HamedHemati avatar Feb 22 '22 10:02 HamedHemati

@AntonioCarta - The issue I was describing is that the resize operation for a single addition of new samples is done thrice - as pointed out in the code snippet. Ideally, one would resize only once (per group or otherwise) after a sample is added. I think this needs to be updated irrespective of runtime considerations.

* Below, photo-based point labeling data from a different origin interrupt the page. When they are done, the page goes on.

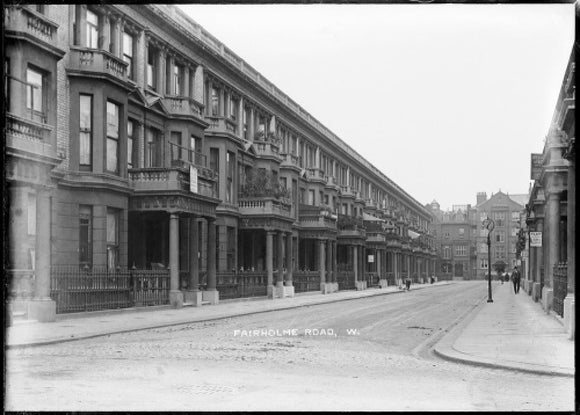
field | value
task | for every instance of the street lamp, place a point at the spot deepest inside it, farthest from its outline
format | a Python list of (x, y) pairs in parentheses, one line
[(488, 224)]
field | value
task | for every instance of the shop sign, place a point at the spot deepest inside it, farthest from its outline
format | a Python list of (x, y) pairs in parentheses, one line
[(192, 179), (536, 165), (536, 239)]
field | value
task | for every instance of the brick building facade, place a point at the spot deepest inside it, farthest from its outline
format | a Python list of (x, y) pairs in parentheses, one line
[(147, 160)]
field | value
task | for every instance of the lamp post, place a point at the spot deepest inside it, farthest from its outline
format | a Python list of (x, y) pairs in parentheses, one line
[(489, 224)]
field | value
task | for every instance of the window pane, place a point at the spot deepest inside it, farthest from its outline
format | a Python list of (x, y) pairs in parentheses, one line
[(31, 214), (34, 90), (112, 120), (112, 155), (111, 227)]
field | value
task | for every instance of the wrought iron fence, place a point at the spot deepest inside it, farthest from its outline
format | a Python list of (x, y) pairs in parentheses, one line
[(560, 287), (77, 289), (372, 279), (305, 281), (345, 280)]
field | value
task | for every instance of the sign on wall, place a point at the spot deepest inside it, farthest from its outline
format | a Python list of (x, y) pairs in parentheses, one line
[(536, 239), (192, 179), (536, 166)]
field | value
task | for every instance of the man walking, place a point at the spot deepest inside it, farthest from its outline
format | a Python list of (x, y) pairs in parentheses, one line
[(516, 278)]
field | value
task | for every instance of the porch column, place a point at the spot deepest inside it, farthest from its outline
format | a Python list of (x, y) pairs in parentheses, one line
[(539, 253), (175, 296), (280, 260), (355, 262), (42, 308), (193, 295), (329, 261), (211, 294), (211, 255), (288, 279), (269, 257), (321, 261), (553, 238)]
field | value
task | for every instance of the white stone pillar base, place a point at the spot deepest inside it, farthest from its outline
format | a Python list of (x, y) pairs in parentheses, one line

The update operation is related to concatenation but resize operation does a sort (based on a selection strategy) and selects indices going through all data points in the buffer. My initial assumption was that this was the reason for the slow runtime of the CL strategy but I think it might be something else as Hamed mentions. My comparisons are with respect to other strategies available in the library (I understand this might not be a fair comparison) - replay strategy takes 4-5x more runtime than iCARL or AGEM method (tested on a single p100 GPU for a 10 experience problem with permutedMNIST).

@HamedHemati Yes, I'm using the beta version. I'll see if the updated plugin helps with runtime. Thanks.

shekkizh avatar Feb 22 '22 21:02 shekkizh

I understands now. You are correct and we can probably avoid this and do the resize only once (call 3). It shouldn't make a large difference in runtime but it's still a useless operation (if you have an expensive selection strategy).